Business associates now liable for breaches

One of the most talked about changes to the HIPAA legislation holds business associates and subcontractors who work with covered entities accountable for the privacy and security of personal health information.

Previously, business associates were liable only if they signed a business associate agreement with a covered entity. Several new entities are considered business associates under the new rule, including health information exchanges, personal health record vendors and cloud service providers.

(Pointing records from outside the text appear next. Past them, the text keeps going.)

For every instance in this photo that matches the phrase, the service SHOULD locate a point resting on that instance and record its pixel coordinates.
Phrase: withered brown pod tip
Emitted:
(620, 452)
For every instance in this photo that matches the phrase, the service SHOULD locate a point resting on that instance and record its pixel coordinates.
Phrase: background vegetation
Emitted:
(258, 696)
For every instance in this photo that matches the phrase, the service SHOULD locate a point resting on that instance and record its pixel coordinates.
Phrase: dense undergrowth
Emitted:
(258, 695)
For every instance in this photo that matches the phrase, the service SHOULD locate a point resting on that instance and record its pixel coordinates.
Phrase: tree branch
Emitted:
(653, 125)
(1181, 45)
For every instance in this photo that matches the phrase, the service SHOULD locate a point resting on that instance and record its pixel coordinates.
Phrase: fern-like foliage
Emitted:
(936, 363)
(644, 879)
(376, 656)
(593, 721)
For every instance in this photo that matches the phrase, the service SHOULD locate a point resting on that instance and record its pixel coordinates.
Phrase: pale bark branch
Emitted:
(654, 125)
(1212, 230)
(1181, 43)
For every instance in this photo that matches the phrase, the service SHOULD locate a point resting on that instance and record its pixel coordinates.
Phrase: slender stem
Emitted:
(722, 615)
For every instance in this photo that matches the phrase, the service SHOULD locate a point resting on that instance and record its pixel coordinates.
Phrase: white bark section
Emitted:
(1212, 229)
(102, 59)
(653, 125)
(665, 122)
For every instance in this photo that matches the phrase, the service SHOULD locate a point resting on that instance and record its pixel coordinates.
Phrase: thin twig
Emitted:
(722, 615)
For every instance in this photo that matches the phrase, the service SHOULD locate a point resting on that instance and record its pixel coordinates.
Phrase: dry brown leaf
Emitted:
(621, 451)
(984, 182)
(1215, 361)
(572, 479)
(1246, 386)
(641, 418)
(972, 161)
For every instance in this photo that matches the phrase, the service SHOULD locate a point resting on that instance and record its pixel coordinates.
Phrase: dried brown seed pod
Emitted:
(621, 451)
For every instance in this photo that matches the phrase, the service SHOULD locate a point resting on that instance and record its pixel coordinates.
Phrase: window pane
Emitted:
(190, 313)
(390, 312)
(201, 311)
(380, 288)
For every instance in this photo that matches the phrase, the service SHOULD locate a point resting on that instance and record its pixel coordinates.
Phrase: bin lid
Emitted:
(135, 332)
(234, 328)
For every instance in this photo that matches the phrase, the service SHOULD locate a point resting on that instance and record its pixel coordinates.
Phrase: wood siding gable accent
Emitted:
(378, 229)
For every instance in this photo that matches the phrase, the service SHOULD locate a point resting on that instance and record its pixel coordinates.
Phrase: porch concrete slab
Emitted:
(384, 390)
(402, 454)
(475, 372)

"In terms of costs for compliance, business associates are going to have a heavier lift," Marcy Wilder, director of the global privacy and information management practice for Washington, D.C.-based law firm Hogan Lovells and prior Deputy General Counsel for HHS, told FierceHealthIT in an interview for this special report on new provisions in the HIPAA law.

Donna Staton, FierceHealthIT Editorial Advisory Board member and CIO at Warrenton, Va.-based Fauquier Health, told FierceHealthIT shortly after the rule was announced that although she is happy to see the increased scrutiny, she wonders how it might impact HIEs and efforts such as population health management, going forward.

Wilder, though, thinks that HIEs and other such health-oriented entities aren't likely to be too apprehensive about the new provision.

"For businesses and entities whose core purpose is health or providing support services to providers and plans, they are aware of the rules and will be making additional efforts in terms of compliance," Wilder said.

Additionally, Wilder said she doesn't see vendors who offer healthcare products but do not consider healthcare a core business being scared off, either.

"I don't know yet that the fact that there are new compliance obligations outweighs the business opportunities that exist," she said. "There's certainly going to be a cost associated with moving into or staying in the healthcare sector, but on the other hand, it is very pertinent when you're operating in any sector to be aware of your privacy obligations and to do what's necessary and appropriate."